SBRT can be considered as therapeutic option in patients with higher operative risks, such as the elderly and patients with severe COPD. However, previous studies still provide controversial results about the risk of radiation pneumonitis in severe COPD patients. Further follow-up study might be needed to evaluate the tolerability to SBRT in COPD-associated lung cancer patients.

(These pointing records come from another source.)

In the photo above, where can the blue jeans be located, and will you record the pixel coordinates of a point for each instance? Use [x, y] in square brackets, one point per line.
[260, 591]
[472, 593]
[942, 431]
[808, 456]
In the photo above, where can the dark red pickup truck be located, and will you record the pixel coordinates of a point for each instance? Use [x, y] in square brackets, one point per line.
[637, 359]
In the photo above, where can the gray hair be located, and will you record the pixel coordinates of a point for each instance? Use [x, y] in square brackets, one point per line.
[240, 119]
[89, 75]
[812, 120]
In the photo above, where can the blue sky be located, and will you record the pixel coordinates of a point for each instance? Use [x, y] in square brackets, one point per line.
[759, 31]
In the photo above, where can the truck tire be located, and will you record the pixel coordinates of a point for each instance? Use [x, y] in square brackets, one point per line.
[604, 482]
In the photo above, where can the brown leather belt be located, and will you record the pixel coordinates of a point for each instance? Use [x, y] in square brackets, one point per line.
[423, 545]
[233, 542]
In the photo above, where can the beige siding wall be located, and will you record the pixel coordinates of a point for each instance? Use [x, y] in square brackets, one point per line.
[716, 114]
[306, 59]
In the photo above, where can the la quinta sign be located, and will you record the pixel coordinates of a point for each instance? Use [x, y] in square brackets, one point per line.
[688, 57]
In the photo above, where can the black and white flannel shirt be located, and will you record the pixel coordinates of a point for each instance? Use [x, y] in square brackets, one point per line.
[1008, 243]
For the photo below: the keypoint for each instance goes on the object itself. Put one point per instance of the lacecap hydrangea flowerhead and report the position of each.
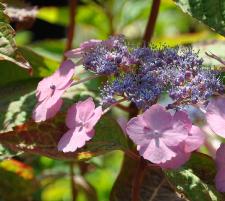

Chronic inflammation is a common feature in COPD and lung cancer, but the characteristics of immune cells in COPD differ from those found in lung cancer. Immune cells in BAL fluid from COPD patients tend to shift toward the T helper 1 (T_H1) phenotype with interferon-γ (IFNγ) production [102]. In contrast, immune cells in most solid tumors show a trend for the T_H2 phenotype with infiltration of immunosuppressive cells in tumor tissue. These cells include myeloid-derived suppressor cells (MDSCs) and regulatory T cells (T_Regs) and express programmed cell death protein 1 (PD-1) on the cell surface, which results in suppression of cytotoxic T lymphocyte function and enhanced tumor viability [103, 104]. The use of PD-1- and PD-L1-blocking antibodies in therapy for NSCLC is focused on increasing cytotoxic T cell activity, which increases the cancer antigen-mediated immune response. Increasing PD-L1 expression in tumor tissue was observed in smokers and associated with more pack-years [105] and anti-PD-1/PD-L1 treatment prolonged OS in NSCLC patients with smoking history [106]. An increased proportion of CD8+ T cells in lung parenchyma in COPD patients has been described, and the PD-1 pathway has been suggested to be relevant in COPD pathogenesis. CD8+ T cells expressing PD-1 are present at higher levels in blood from COPD patients and are correlated with disease severity [107–109]. Furthermore, virus-induced expression of PD-L1, the ligand for PD-1, is decreased in COPD macrophages, with a corresponding increase in IFNγ release from infected COPD lungs resulting in increased severity of viral infection, prolonged viral shedding, and structural lung damage associated with exacerbations [110]. Although, anti-PD-1/PD-L1 treatment may associate better clinical outcome in smoking related lung cancers patients with COPD, we should note that the use of PD-1- and PD-L1-blocking antibodies may have indirect effects against chronic inflammation-mediated COPD development and aberrant immune regulation, especially during exacerbation of COPD. Aminophylline, which is often used as a bronchodilator for COPD patients, also has an unexpected effect on lymphocyte regulation and synergistically accelerates lymphocyte cell division in patients with lung cancer undergoing chemotherapy [111].